Ainda de acordo com António Bana, a partir de 1965 fora tomada a decisão de não responder com barbaridade aos atos de repressão dos portugueses (convenhamos que esta argumentação é falaciosa e desfasada de inúmeros atos de barbaridade perpetrados por forças da guerrilha, inclusivamente contra outras populações africanas). Chaliand é inteirado da organização das FARP, vê com os seus olhos o armamento.

É em Djagali que Chaliand regista a peça de oratória mais empolgante de Cabral, ao dirigir-se à população o líder do PAIGC pede ao mundo para estar atento ao que ali se passa, há vida nova que ali se organiza, ao progresso que há de vir, não há maior vitória que a do progresso, fundamentado na escolaridade, nos melhores indicadores de saúde e na criação da riqueza apropriada por todo o povo. Chaliand escreve que impressiona a consciência aguda que Cabral tem dos defeitos e das necessidades da sua sociedade.

E depois é a torna-viagem, Chaliand escreveu o que viu, o seu trabalho iria ser elogiado por grandes especialistas da contrainsurreição. Ao longo dos anos foram-lhe chegando notícias do desaparecimento de guerrilheiros que ele conhecera: António Bana, Chico Mendes, Titina Silá. Chegou-lhe a notícia que ele não confirmou de que Osvaldo Vieira teria estado em contacto com os portugueses. Veio a morte de Cabral e depois no Outono de 1973 o reconhecimento da independência da Guiné-Bissau pelas Nações Unidas. Ele lembra-se da receção que teve em Cabo Verde, em 1975, ali se encontrou com Abílio Duarte, Aristides Pereira, Dulce Almada e Pedro Pires.

Anos mais tarde, Lucete Cabral, então mulher de Luís de Cabral, numa homenagem a Nelson Mandela, quando o abraçou disse-lhe: You are the best ao que este respondeu: No, there is Cabral. Chaliand, de forma lacónica, repertoria as etapas seguintes da vida da Guiné-Bissau, num duro contraponto com a democracia cabo-verdiana.

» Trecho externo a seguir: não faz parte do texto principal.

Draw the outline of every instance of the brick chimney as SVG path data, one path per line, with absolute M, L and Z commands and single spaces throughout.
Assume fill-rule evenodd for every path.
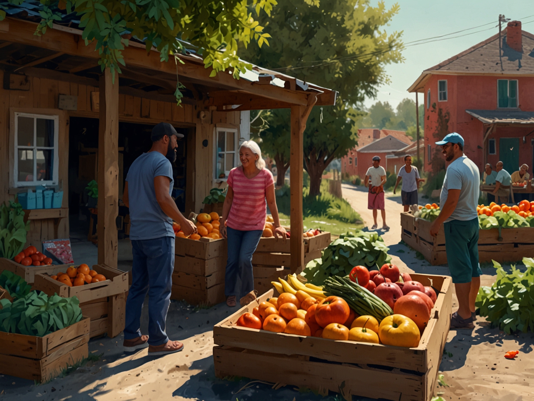
M 521 21 L 511 21 L 508 23 L 506 28 L 506 44 L 516 51 L 523 52 Z

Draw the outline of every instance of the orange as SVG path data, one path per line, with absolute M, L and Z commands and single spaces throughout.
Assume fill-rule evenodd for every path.
M 199 235 L 201 237 L 205 237 L 209 234 L 209 233 L 208 232 L 208 229 L 203 226 L 199 226 L 197 229 L 198 231 Z
M 209 223 L 211 221 L 211 217 L 207 213 L 201 213 L 197 216 L 197 221 L 201 223 Z
M 298 315 L 297 311 L 299 309 L 295 304 L 290 302 L 286 302 L 281 305 L 278 308 L 278 314 L 283 318 L 285 318 L 288 320 L 295 319 Z
M 278 315 L 278 311 L 276 310 L 276 308 L 272 305 L 265 308 L 263 311 L 260 311 L 260 315 L 263 319 L 266 319 L 268 316 L 270 315 Z
M 301 302 L 299 299 L 290 292 L 282 292 L 278 297 L 278 307 L 279 308 L 286 302 L 290 302 L 294 304 L 297 308 L 300 307 Z
M 202 225 L 207 229 L 208 233 L 211 233 L 213 230 L 213 226 L 211 225 L 211 223 L 202 223 Z
M 78 275 L 78 272 L 76 269 L 76 267 L 73 266 L 71 266 L 70 267 L 67 269 L 67 275 L 70 277 L 71 279 L 73 279 Z
M 89 274 L 89 266 L 85 263 L 82 263 L 81 265 L 78 266 L 77 270 L 78 273 L 81 273 L 83 274 Z
M 323 329 L 323 338 L 347 340 L 349 329 L 339 323 L 331 323 Z
M 270 315 L 263 321 L 263 329 L 268 331 L 284 333 L 287 325 L 284 318 L 278 315 Z
M 286 304 L 287 305 L 287 304 Z M 284 333 L 288 334 L 297 334 L 300 336 L 311 336 L 311 330 L 310 326 L 302 319 L 295 318 L 289 321 L 286 326 Z

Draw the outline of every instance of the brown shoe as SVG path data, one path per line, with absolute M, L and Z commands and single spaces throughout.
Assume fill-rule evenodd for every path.
M 125 340 L 122 343 L 122 349 L 125 352 L 132 352 L 148 346 L 148 336 L 141 336 L 137 338 Z
M 248 305 L 253 300 L 257 300 L 256 296 L 257 295 L 257 294 L 258 291 L 256 290 L 253 290 L 248 294 L 239 299 L 239 304 L 241 306 L 245 306 L 246 305 Z
M 148 355 L 166 355 L 168 353 L 178 352 L 184 349 L 184 344 L 179 341 L 169 340 L 161 345 L 149 345 Z

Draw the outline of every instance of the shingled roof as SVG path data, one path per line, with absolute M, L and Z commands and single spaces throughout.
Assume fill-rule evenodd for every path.
M 517 51 L 506 43 L 508 28 L 501 33 L 502 49 L 499 55 L 499 34 L 433 67 L 425 70 L 408 89 L 409 92 L 422 92 L 433 74 L 534 74 L 534 35 L 521 31 L 523 51 Z

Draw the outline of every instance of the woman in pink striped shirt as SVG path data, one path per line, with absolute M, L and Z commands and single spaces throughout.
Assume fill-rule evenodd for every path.
M 237 295 L 241 306 L 256 299 L 252 254 L 265 227 L 266 199 L 274 221 L 274 235 L 286 237 L 278 217 L 274 180 L 265 168 L 260 146 L 254 141 L 244 142 L 239 148 L 239 160 L 241 165 L 228 174 L 228 190 L 221 218 L 221 233 L 228 238 L 224 294 L 229 306 L 235 306 Z M 239 288 L 238 277 L 241 281 Z

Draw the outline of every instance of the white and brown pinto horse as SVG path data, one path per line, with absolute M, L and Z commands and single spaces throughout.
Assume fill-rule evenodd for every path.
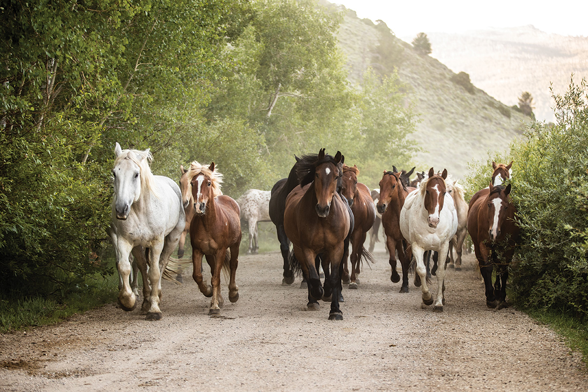
M 435 174 L 431 167 L 429 177 L 406 197 L 400 213 L 400 230 L 412 248 L 425 305 L 432 304 L 433 300 L 426 279 L 425 252 L 437 252 L 439 260 L 445 260 L 449 250 L 449 242 L 457 230 L 457 215 L 453 199 L 447 193 L 446 178 L 446 169 L 439 175 Z M 440 264 L 436 272 L 437 298 L 434 308 L 436 311 L 443 311 L 445 303 L 445 263 Z
M 117 143 L 115 155 L 109 233 L 116 252 L 118 301 L 126 311 L 137 304 L 129 282 L 132 252 L 143 276 L 141 314 L 148 320 L 160 320 L 162 273 L 186 224 L 182 195 L 175 182 L 151 172 L 149 149 L 123 150 Z

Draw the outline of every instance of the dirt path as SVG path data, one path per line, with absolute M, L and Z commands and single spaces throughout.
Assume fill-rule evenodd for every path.
M 305 311 L 299 279 L 280 285 L 276 252 L 240 257 L 240 299 L 220 317 L 186 279 L 164 282 L 160 321 L 109 305 L 0 335 L 0 390 L 588 390 L 579 354 L 554 333 L 486 308 L 471 255 L 447 273 L 442 313 L 421 309 L 412 277 L 399 293 L 386 254 L 375 256 L 359 290 L 344 287 L 342 321 L 327 320 L 326 303 Z

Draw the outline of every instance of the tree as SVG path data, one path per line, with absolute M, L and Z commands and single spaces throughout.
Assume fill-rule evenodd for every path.
M 525 116 L 528 116 L 532 119 L 535 118 L 535 115 L 533 113 L 533 109 L 535 108 L 533 106 L 533 103 L 534 102 L 533 102 L 533 96 L 528 91 L 523 92 L 519 97 L 519 108 L 521 112 Z
M 426 56 L 431 53 L 431 43 L 429 42 L 429 38 L 425 33 L 417 34 L 411 43 L 415 50 L 420 55 Z

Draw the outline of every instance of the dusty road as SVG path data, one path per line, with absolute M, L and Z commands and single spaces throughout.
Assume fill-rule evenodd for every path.
M 447 273 L 442 313 L 421 308 L 412 277 L 400 294 L 375 256 L 359 290 L 344 287 L 342 321 L 327 320 L 326 303 L 305 310 L 299 278 L 281 286 L 276 252 L 240 257 L 240 299 L 219 317 L 186 279 L 164 282 L 160 321 L 112 304 L 0 335 L 0 390 L 588 390 L 579 354 L 554 333 L 486 307 L 471 255 Z

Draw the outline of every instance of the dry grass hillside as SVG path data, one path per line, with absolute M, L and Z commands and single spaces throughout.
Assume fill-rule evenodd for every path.
M 370 21 L 348 11 L 339 39 L 347 56 L 349 79 L 358 85 L 364 71 L 373 65 L 379 34 Z M 413 135 L 425 150 L 416 155 L 417 169 L 446 167 L 454 177 L 462 177 L 468 162 L 486 158 L 489 151 L 505 151 L 521 136 L 529 118 L 482 89 L 467 92 L 450 80 L 455 73 L 442 62 L 393 39 L 403 48 L 398 73 L 407 86 L 407 100 L 414 103 L 420 119 Z

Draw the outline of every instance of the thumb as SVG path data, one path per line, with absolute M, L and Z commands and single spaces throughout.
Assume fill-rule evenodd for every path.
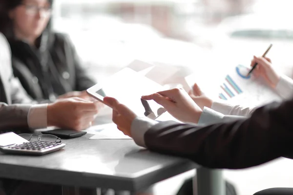
M 196 83 L 194 83 L 192 86 L 192 90 L 193 90 L 193 94 L 196 96 L 200 96 L 203 95 L 203 92 Z
M 105 97 L 104 98 L 104 103 L 114 110 L 116 110 L 117 105 L 119 104 L 119 102 L 114 98 Z
M 267 69 L 270 67 L 270 62 L 265 58 L 263 57 L 256 57 L 256 56 L 253 56 L 253 58 L 255 62 L 263 66 L 264 68 Z
M 153 94 L 149 96 L 145 96 L 142 97 L 146 100 L 153 100 L 159 104 L 167 109 L 174 103 L 166 97 L 158 93 Z

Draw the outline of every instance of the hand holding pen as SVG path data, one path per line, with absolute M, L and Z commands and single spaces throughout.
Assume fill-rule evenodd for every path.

Ao findar as suas recordações de Cabral, volta a referir que ele foi um dos raros africanos do século XX que possuiu o estatuto de um dos grandes dirigentes do mundo contemporâneo, a despeito da dimensão do país. Foi em nome dessa recordação que Chaliand abriu a exceção, ele que tem recusado todas as condecorações, e recebeu a medalha Amílcar Cabral que lhe foi dada pela República de Cabo Verde, a mais alta distinção do país. E termina assim: “Tu contaste muito para mim, pelo teu exemplo, a tua coragem tranquila, a tua inteligência das situações, o teu saber, o teu gosto repartido entre a poesia e o teu prazer de viver e de agir para mudar, modestamente, a ordem suposta das coisas. Tenho sempre a tua fotografia, em tamanho grande, em farda de combate, colada no interior da porta do meu armário, justamente para mim”.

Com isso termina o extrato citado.